Predicting the drug loading efficiency into hybrid nanocarriers based on PLGA-vegetable oil using molecular dynamic simulation approach and Flory-Huggins theory

Abstract

The main goal of this study was to predict the capacity of the hybrid nanoparticles based on poli (lactic-co-glycolic acid) PLGA-vegetable oil to encapsulate and then to release a bioactive compound. Therefore, the compatibility of different drugs molecules, taking into account the chemical structure, solubility, partition coefficient (log P) with the standard PLGA or hybrid polymer-oil matrix was studied, quantifying the quality of interactions between polymeric matrix and the encapsulated drug using Flory-Huggins theory and computational mesoscopic (MesoDyn) approach. All the drugs-loaded formulations were obtained by emulsion solvent evaporation method. The main parameters such as hydrodynamic characteristics, encapsulation efficiency and release profiles were studied and correlated with the compatibility parameter, drug's partition coefficient and computational mesoscopic simulation.

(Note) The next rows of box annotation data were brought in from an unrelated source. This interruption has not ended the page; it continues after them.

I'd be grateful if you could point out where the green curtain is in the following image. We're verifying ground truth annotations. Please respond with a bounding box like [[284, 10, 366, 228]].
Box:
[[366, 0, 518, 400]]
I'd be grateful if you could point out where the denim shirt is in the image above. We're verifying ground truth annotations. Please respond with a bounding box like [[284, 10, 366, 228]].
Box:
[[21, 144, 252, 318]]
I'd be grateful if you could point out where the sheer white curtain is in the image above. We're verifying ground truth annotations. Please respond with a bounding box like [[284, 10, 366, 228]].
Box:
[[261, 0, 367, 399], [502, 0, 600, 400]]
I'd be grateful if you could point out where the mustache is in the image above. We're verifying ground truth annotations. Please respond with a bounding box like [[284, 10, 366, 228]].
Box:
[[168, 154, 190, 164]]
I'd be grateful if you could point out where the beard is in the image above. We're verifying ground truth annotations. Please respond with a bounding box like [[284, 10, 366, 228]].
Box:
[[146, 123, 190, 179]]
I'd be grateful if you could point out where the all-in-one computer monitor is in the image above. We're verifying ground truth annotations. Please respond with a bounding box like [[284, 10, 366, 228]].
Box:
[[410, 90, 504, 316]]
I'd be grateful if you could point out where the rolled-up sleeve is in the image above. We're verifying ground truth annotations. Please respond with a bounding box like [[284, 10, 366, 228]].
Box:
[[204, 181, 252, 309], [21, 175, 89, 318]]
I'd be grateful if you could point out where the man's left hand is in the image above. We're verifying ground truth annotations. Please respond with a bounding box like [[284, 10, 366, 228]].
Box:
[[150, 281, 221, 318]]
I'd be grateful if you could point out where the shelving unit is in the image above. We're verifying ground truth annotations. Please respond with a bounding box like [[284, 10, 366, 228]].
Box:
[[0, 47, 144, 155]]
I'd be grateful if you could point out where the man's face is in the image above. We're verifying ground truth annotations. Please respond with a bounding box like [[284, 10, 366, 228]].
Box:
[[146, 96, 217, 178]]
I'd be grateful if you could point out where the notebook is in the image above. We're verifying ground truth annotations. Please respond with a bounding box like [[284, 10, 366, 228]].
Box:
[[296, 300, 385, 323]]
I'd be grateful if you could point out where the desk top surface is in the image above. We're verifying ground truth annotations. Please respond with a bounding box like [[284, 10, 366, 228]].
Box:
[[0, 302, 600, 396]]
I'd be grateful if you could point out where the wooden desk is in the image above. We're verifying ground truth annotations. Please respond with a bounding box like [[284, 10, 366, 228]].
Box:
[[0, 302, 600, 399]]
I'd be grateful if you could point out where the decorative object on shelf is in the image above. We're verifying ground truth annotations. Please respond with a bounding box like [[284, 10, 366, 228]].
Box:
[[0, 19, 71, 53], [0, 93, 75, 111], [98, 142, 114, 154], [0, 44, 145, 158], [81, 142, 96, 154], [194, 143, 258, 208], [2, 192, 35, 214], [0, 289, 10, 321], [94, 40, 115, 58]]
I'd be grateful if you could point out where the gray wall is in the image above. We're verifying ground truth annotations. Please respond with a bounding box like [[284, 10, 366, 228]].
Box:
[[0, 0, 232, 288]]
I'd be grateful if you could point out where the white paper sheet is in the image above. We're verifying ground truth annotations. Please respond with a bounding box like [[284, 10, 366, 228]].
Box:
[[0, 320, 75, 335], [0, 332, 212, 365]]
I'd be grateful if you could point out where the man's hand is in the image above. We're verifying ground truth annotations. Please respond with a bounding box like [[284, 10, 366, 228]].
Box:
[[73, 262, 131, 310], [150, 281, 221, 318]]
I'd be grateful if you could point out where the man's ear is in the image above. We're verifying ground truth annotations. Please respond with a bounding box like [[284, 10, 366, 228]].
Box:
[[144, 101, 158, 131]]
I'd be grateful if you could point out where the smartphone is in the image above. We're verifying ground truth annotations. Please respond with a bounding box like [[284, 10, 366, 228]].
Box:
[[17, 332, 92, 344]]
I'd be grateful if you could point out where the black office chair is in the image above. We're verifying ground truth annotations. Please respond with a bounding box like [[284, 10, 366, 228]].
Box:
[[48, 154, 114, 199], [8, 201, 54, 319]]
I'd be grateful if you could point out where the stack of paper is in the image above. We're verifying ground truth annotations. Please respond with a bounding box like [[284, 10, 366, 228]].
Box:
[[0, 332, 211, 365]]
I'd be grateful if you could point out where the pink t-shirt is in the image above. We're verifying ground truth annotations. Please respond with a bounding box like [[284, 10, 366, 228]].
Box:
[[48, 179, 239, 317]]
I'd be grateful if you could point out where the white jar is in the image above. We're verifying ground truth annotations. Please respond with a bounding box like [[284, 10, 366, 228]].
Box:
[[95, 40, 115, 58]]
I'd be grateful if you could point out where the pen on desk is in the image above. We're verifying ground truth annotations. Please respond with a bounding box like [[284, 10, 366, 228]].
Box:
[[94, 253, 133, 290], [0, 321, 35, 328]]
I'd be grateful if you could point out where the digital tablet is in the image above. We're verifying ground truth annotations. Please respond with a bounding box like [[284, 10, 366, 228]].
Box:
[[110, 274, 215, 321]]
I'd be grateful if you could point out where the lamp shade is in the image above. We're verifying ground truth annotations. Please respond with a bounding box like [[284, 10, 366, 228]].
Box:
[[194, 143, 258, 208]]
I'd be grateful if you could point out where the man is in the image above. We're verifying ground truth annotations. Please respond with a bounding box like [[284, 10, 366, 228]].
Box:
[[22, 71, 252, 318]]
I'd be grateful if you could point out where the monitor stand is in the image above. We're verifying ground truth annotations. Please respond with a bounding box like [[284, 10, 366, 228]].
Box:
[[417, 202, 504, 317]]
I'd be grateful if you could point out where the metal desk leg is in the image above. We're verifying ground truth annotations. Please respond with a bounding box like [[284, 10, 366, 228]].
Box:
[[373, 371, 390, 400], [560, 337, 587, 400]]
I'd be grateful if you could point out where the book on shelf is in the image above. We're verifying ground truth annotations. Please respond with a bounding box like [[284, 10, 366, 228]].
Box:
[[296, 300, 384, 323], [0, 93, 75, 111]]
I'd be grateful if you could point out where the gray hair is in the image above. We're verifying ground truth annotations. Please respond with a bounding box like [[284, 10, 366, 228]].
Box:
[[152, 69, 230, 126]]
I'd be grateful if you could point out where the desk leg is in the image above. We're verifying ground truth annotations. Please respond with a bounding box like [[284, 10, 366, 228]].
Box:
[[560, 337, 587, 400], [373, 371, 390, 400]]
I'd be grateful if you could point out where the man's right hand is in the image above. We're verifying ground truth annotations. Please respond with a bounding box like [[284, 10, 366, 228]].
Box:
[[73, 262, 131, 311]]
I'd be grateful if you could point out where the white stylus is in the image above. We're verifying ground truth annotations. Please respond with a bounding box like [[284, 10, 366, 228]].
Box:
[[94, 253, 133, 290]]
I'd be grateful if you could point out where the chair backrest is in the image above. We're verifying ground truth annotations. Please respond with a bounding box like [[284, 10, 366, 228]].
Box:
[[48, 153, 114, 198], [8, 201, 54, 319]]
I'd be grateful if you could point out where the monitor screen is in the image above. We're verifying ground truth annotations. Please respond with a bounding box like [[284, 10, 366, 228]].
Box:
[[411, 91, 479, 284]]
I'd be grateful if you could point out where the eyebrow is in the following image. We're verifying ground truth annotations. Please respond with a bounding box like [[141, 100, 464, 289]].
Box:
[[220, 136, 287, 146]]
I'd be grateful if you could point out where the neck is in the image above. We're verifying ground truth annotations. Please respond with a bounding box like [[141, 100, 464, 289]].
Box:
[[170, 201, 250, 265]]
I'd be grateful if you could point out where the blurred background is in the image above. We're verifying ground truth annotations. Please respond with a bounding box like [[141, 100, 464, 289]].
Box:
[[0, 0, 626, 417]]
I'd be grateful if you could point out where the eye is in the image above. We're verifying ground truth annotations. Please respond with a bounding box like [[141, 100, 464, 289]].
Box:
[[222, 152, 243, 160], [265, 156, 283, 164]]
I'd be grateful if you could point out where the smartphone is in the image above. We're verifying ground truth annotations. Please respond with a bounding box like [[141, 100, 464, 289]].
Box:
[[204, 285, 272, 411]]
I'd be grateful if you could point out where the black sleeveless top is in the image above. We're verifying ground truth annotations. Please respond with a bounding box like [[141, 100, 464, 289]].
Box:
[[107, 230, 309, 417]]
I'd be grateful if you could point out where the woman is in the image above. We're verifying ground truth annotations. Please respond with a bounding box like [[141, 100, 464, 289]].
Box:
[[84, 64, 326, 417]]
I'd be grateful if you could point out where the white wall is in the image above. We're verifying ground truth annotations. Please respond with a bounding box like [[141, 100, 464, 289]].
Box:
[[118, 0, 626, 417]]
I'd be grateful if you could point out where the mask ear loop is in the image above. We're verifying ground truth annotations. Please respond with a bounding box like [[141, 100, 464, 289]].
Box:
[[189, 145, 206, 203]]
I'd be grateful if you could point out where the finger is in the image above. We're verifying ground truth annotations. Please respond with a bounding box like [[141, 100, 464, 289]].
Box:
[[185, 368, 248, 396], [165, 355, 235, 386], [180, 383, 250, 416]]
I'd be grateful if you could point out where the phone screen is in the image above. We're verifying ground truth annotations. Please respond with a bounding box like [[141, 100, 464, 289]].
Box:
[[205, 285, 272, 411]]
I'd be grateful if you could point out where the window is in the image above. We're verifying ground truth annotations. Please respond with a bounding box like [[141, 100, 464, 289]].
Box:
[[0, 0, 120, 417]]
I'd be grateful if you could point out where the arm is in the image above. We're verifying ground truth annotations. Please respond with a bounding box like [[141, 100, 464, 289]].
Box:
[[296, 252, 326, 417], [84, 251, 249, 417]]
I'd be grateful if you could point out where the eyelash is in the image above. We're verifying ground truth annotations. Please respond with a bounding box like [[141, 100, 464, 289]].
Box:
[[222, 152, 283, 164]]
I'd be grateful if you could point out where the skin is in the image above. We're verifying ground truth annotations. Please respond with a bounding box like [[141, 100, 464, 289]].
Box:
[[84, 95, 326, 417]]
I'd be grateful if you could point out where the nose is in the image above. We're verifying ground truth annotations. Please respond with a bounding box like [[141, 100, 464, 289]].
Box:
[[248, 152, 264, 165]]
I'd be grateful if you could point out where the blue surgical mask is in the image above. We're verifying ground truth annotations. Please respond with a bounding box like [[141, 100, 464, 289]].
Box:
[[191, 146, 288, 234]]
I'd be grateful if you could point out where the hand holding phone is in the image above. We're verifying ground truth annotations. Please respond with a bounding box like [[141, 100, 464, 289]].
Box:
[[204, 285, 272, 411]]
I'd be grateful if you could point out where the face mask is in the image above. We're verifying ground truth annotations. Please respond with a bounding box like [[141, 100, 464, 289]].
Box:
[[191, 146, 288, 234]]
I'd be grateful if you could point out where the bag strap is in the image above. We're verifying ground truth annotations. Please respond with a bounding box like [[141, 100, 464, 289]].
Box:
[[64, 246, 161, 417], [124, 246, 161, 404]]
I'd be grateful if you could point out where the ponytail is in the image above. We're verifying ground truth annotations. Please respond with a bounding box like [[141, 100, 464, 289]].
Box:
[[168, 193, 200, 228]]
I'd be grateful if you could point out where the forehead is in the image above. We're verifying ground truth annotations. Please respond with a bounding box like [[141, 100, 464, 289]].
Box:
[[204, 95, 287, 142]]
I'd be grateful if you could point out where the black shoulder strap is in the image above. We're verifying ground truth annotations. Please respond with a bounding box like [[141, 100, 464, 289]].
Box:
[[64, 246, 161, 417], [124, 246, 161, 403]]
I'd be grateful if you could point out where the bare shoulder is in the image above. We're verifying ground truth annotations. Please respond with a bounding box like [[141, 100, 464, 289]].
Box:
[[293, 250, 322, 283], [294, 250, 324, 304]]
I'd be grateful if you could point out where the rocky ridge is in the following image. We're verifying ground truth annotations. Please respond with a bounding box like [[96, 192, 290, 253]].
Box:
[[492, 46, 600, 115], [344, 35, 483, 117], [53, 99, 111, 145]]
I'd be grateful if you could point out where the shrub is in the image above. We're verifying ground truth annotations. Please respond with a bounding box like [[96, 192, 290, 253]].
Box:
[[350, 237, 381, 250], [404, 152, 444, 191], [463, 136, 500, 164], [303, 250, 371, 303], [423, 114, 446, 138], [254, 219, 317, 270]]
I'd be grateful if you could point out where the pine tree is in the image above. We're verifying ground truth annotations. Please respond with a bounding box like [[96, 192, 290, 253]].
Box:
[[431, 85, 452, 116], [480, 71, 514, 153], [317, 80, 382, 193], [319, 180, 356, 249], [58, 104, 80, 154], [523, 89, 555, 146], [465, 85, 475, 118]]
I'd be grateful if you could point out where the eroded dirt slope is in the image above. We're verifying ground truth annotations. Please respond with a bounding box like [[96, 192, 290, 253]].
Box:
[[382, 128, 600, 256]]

Drugs solubilization, respectively its distribution and loading into a formulation was found to be reliant on the system's compatibility, calculated by the Flory-Huggins interaction parameter (χ), while the drug's partition coefficient has proven to be a key influencer in the drug release kinetics. A consistent correlation of experimental results, computational data and thermodynamic theory was observed for lipophilic drugs, while for more hydrophilic drugs some discrepancy between the experimental/theoretical and computational modelling results was registered.